APPFL: Open-Source Software Framework for Privacy-Preserving Federated Learning
This framework addresses the need for flexible and scalable privacy-preserving FL tools, particularly in domains like biomedicine and smart grid where data sharing is restricted, though it is incremental as it builds on existing FL research.
The authors introduced APPFL, an open-source software framework for privacy-preserving federated learning, which enables users to implement and deploy FL algorithms with privacy techniques and includes a new communication-efficient algorithm that reduces server-client communication compared to state-of-the-art methods.
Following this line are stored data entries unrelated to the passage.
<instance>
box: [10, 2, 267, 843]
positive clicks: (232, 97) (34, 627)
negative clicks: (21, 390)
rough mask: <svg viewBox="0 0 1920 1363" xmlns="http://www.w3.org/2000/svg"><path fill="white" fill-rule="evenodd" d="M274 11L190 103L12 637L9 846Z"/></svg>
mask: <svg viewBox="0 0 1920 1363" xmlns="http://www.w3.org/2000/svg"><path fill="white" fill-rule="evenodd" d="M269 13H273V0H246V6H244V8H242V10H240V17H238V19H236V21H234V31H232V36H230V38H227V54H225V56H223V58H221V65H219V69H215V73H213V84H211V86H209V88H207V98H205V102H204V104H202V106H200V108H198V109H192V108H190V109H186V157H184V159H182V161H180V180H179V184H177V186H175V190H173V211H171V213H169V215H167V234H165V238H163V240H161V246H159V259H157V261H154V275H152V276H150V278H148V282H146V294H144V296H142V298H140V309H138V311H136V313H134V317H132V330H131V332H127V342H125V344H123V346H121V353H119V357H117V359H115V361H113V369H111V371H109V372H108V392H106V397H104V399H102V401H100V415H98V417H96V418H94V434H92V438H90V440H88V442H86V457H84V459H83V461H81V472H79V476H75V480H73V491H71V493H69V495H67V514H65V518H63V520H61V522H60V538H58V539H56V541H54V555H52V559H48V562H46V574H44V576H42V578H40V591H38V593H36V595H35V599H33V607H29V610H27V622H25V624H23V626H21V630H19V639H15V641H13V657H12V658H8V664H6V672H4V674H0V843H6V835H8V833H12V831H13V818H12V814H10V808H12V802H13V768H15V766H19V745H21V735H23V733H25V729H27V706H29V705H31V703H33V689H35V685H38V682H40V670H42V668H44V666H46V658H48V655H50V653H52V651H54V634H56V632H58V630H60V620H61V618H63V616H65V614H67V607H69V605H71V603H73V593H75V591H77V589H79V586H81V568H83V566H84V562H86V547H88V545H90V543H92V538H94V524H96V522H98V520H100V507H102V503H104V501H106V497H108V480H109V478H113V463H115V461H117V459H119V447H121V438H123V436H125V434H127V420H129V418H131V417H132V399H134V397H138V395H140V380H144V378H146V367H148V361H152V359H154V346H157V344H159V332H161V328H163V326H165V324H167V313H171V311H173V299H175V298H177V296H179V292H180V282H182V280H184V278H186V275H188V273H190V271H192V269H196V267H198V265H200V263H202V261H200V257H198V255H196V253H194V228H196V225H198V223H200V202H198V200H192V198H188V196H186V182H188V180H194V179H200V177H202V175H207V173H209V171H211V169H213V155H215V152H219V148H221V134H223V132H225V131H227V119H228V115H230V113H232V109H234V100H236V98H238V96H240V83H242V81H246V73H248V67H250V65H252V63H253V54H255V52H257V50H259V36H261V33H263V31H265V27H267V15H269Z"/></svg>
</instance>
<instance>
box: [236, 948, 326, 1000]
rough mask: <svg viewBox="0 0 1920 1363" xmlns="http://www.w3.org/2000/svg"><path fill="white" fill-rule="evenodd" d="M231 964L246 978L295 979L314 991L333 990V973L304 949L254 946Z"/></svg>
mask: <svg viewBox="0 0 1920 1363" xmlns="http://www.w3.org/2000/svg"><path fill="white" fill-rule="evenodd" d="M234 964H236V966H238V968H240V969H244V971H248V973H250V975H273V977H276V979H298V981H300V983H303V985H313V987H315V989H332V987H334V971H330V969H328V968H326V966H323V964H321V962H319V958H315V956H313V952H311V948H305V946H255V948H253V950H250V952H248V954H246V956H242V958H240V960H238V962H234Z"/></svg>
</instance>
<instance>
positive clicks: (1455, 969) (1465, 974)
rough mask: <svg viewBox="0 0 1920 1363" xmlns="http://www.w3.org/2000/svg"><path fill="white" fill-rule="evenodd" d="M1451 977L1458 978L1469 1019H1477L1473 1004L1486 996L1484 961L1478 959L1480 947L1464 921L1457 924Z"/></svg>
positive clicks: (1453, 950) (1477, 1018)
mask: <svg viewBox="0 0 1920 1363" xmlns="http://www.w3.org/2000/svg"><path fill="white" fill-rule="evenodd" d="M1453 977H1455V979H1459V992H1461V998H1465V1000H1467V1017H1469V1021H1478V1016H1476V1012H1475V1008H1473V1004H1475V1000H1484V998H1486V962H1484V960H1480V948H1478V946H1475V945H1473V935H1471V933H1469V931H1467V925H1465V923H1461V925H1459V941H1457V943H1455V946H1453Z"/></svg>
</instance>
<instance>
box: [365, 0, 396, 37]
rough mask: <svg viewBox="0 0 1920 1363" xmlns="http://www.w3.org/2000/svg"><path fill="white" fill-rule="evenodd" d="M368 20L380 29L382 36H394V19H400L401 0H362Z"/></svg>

Federated learning (FL) enables training models at different sites and updating the weights from the training instead of transferring data to a central location and training as in classical machine learning. The FL capability is especially important to domains such as biomedicine and smart grid, where data may not be shared freely or stored at a central location because of policy challenges. Thanks to the capability of learning from decentralized datasets, FL is now a rapidly growing research field, and numerous FL frameworks have been developed. In this work, we introduce APPFL, the Argonne Privacy-Preserving Federated Learning framework. APPFL allows users to leverage implemented privacy-preserving algorithms, implement new algorithms, and simulate and deploy various FL algorithms with privacy-preserving techniques. The modular framework enables users to customize the components for algorithms, privacy, communication protocols, neural network models, and user data. We also present a new communication-efficient algorithm based on an inexact alternating direction method of multipliers. The algorithm requires significantly less communication between the server and the clients than does the current state of the art. We demonstrate the computational capabilities of APPFL, including differentially private FL on various test datasets and its scalability, by using multiple algorithms and datasets on different computing environments.